Family history of aortic dissection is not a risk factor in Marfan syndrome with a FBN1 gene mutation

Background A history family of aortic dissection was considered as a risk factor for aortic dissection in patients with Marfan syndrome with a FBN1 mutation. Objectives Evaluate whether a family history of aortic dissection is a risk marker for dissection in this population Methods Retrospective study of patients coming to the reference centre between 1996 and 2018, carrying a FBN1 gene mutation. Pedigrees were obtained for each patient, and familial screening actively pursued. Patients with a family history of aortic dissection were compared with patients without family history of aortic dissection.
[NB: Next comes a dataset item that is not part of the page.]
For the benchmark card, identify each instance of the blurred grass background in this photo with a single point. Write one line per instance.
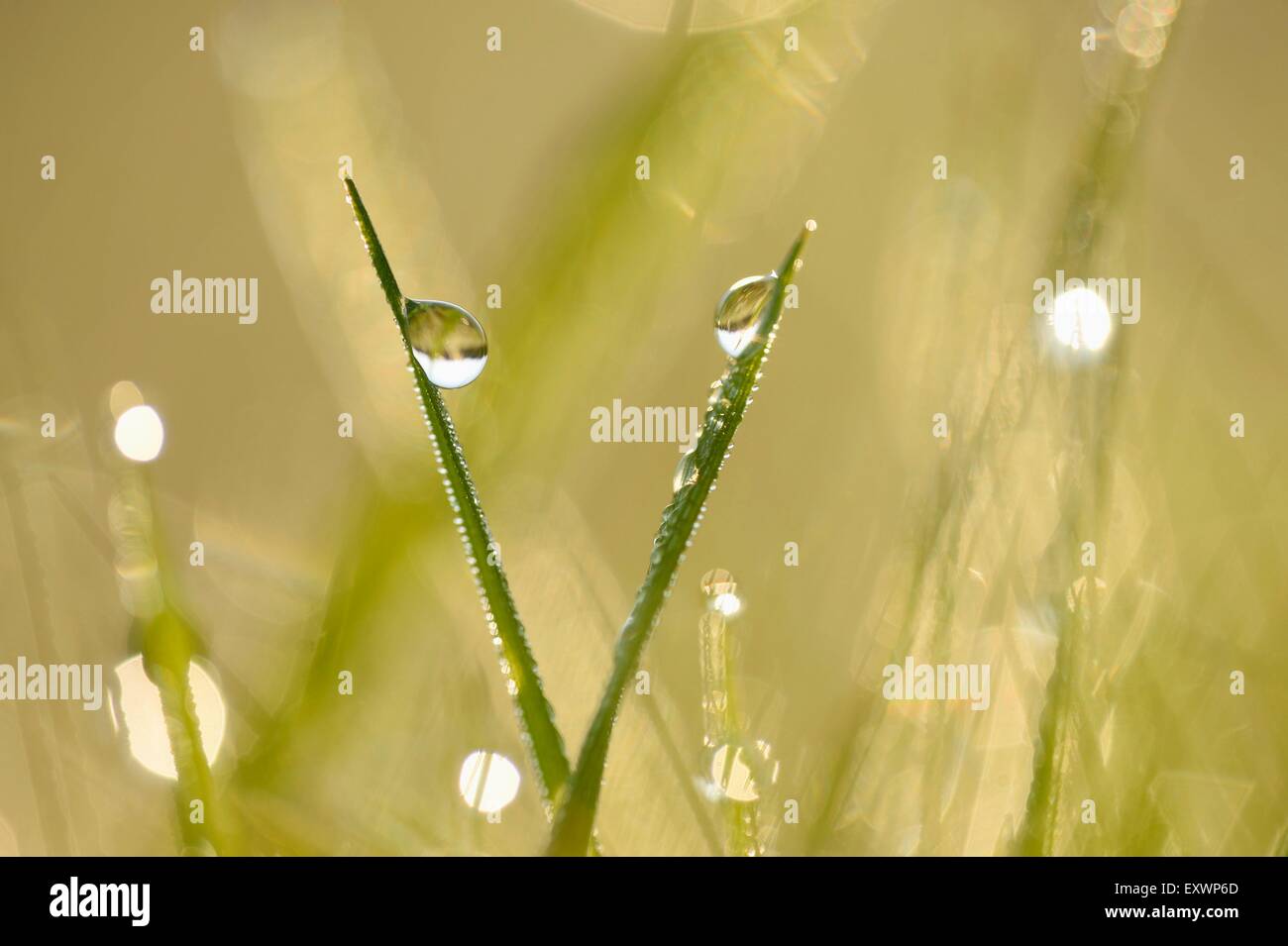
(516, 168)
Results 1700 patients (age 33.2 (±17) years, 51% women) with a FBN1 gene mutation were included. 145 (8,5%) patients underwent aortic dissection at a mean age of 37.9 (±11.4) years and 323 (19%) patients had been operated at 33.8 (±13.9) years. 481 patients had a family history of aortic dissection, including 38 who dissected themselves, and 88 who underwent surgery. 1219 had no family history of aortic dissection, including 107 who dissected themselves, and 235 who underwent surgery. Therefore, the personal risk for aortic dissection was similar in patients with and without a family history of aortic dissection (38/481, i.e. 7.9% vs 107/1219, i.e. 8.8%), as was the personal risk for prophylactic aortic surgery (88/481, i.e. 18.3% vs. 253/1219, i.e. 17.2%), and the risk for either aortic dissection or prophylactic aortic surgery (118/481, i.e. 24.5% vs. 328/1219, i.e. 26.9%). Conclusions In Marfan syndrome with a FBN1 gene mutation, a family history of aortic dissection is not a marker of aortic disease severity. FUNDunding Acknowledgement Type of funding sources: None.